Volatile organic solvents are frequently used in the cleaning of surfaces and in silicon microfabrication processes. Even a small laboratory can produce notable quantities of volatile waste, which is dangerous and costly to transport off-site for recovery. Thus, we propose alternative and additional procedures to three traditionally solvent-based practices using a precision optical cleaning polymer, First-Contact™. This polymer has been increasingly used beyond its original purpose, and we explore its ability to remove photoresist, perform liftoff on thin metal films, and remove inorganic contamination, characterizing our results using nanoscale microscopy techniques. This polymer offers the potential to reduce solvent waste in the laboratory through a safe, non-toxic method, offering advantages in cleaning efficacy at the price of a slower and less delicate method.
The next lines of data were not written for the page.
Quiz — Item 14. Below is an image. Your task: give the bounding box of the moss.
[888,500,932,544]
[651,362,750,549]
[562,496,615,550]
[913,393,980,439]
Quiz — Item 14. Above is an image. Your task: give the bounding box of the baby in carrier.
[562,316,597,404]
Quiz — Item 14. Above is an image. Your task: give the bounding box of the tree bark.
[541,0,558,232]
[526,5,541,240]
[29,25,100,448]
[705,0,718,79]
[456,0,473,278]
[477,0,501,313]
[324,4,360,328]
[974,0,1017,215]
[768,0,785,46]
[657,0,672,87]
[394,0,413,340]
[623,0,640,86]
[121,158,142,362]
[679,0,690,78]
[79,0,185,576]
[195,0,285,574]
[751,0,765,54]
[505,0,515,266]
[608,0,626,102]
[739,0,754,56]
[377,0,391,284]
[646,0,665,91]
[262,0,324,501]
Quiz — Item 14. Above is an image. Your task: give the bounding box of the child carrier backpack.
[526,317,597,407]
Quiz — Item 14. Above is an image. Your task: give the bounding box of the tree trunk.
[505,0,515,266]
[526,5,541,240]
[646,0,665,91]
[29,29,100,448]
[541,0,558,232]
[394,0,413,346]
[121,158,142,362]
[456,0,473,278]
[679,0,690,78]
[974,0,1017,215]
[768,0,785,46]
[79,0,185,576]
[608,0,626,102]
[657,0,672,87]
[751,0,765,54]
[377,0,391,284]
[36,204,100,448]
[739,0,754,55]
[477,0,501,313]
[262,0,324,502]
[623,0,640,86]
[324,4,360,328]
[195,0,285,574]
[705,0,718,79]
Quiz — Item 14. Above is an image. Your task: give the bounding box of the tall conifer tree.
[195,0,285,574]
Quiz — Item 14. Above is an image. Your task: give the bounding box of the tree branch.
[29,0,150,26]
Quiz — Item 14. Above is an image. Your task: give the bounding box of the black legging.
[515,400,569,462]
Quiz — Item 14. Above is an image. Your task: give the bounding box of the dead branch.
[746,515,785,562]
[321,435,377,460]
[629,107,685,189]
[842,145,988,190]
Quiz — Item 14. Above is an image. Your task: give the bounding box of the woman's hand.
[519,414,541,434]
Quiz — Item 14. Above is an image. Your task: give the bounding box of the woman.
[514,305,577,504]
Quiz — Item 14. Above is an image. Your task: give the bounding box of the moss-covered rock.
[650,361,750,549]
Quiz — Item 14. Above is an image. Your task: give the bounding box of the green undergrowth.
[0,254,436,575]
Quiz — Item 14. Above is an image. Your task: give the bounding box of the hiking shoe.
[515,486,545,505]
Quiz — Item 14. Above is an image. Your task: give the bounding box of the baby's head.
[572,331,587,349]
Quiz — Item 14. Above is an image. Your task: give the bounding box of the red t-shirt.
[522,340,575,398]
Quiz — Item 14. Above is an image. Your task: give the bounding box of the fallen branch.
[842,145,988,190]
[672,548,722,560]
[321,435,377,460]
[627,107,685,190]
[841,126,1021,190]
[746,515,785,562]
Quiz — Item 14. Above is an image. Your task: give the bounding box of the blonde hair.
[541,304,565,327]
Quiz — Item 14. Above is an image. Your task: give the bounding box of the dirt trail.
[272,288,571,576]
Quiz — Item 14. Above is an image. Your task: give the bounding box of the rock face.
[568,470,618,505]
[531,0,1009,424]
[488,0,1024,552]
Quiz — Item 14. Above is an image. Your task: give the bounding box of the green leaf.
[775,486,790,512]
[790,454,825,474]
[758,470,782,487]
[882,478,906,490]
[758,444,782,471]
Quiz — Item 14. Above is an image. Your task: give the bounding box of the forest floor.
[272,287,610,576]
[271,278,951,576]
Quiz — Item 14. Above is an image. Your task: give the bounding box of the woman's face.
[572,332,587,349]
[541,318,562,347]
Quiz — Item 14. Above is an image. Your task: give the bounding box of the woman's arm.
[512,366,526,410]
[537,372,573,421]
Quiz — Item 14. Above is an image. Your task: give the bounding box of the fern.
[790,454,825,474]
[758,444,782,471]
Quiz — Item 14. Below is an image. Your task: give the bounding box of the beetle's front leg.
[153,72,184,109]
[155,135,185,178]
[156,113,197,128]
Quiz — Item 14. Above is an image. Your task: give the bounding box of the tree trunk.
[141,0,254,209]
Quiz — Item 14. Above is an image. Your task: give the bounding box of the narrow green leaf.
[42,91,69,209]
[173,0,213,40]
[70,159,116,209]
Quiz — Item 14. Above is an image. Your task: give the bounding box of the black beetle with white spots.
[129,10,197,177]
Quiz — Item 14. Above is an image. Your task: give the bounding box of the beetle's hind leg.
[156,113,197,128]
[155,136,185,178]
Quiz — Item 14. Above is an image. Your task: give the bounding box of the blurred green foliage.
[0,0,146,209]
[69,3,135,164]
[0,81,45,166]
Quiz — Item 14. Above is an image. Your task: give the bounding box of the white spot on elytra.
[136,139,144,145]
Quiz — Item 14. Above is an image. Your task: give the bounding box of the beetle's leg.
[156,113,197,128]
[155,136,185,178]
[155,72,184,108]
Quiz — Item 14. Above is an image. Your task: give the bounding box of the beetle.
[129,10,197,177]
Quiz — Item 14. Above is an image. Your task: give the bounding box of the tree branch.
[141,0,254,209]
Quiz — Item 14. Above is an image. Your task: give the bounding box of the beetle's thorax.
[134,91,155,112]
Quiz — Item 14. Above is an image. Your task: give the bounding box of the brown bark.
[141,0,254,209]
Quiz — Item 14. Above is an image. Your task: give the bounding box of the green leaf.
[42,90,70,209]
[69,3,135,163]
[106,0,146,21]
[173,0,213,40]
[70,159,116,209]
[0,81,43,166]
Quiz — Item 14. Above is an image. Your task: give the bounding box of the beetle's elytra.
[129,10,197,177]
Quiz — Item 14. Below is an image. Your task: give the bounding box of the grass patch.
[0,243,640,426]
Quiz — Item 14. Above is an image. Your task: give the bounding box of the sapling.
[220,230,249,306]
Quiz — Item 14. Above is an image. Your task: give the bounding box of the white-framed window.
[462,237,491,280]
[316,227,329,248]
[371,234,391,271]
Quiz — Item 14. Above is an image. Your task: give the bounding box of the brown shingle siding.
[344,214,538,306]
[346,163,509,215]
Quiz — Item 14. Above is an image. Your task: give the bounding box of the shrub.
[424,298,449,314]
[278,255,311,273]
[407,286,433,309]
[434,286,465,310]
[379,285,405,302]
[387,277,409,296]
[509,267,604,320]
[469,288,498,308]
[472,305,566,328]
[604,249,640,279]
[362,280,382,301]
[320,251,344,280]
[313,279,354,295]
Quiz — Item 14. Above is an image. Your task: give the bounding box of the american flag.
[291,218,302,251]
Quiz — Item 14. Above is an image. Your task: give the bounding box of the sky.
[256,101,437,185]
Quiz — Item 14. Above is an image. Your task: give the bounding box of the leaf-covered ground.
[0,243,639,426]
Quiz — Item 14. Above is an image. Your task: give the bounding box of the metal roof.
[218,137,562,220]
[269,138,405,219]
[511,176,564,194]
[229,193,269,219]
Brandon Wisinski1, Nathan Shannon1, David Rohr1, Jacob Sina1, Angelica Drees1, Adam Heuermann2, Lee Farina Ph.D.1, & Gokul Gopalakrishnan Ph.D. 1

Patterning Silicon Nanomembranes

University of Wisconsin-Platteville
1Engineering Physics
2Electrical and Computer Engineering
1 University Plaza
Platteville, WI, 53818

wisinskib@uwplatt.edu

Silicon nanomembranes are thin suspended sheets of crystalline silicon, with thicknesses smaller than a micrometer and areas exceeding thousands of square micrometers. Patterning the nanomembranes adds to the world of nanotechnology with applications such as molecular sieving and detection, alignment of nanowires and tubes, nanoscale shadow masking, and thermal cloaking through phononic band engineering. Our process allows for the customization of pore shapes in a nanomembrane by adapting bulk micromachining processes and utilizing them to create nanoscale pores. Our presentation focuses on the evolution of our device patterning procedure, which uses electron beam lithography and selective etching to improve upon the size range and precision of existing membrane-based filters.


Megan Hottmann, Kendra Berry, & Elizabeth Glogowski Ph.D.
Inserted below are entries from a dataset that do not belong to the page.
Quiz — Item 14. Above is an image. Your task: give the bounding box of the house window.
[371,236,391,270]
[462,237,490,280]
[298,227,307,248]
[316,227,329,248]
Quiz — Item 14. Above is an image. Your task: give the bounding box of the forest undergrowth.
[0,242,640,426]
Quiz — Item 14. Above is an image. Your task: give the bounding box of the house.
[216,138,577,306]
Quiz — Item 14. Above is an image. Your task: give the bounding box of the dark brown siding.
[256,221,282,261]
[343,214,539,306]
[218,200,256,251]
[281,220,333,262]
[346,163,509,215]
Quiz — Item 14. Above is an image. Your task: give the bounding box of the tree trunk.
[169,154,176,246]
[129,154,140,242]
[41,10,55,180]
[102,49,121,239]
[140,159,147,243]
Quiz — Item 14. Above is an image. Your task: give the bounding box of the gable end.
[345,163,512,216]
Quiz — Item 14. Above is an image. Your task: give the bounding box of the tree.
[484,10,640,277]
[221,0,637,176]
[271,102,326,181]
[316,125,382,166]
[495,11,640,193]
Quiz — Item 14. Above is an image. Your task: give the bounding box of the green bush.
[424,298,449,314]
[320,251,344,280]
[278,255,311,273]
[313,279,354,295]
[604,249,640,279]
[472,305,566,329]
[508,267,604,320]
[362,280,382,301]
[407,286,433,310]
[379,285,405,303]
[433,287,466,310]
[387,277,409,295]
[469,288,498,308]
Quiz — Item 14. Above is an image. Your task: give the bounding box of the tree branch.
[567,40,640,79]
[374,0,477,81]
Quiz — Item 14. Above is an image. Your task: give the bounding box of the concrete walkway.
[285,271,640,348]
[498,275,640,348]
Studying the Smart Properties of mPEG-Block-PDMAEMA Using Interfacial Tension with Varying Compositions

University of Wisconsin-Eau Claire
Department of Materials Science and Engineering
Phillips Science Hall 177
101 Roosevelt Avenue
Eau Claire, WI 54701

hottmamm4129@uwec.edu

berrykk8222@uwec.edu

“Smart polymers” are polymers that can modify their properties to external stimuli. For example, a polymer can switch from being hydrophilic to hydrophobic as the temperature and pH are increased. The smart polymer poly(ethylene glycol)-block-poly(2-dimethylaminoethyl methacrylate) (mPEG-block-PDMAEMA) is a diblock copolymer composed of two covalently bonded polymers. Molecular weights of the blocks can be controlled through synthesis allowing for different molar ratios between the two blocks. Therefore, the impact of the ratio on smart properties can be determined. Pendant drop tensiometry was used to measure the interfacial tension between two liquid phases that do not mix, like that of aqueous polymer and toluene. Polymer solutions were tested using differing pH, buffer concentration, and polymer concentrations. The differing compositions were then tested under varying conditions such as needle size and temperature. Through testing, a wide range of potential applications such as enhanced oil recovery and wastewater treatment have been determined.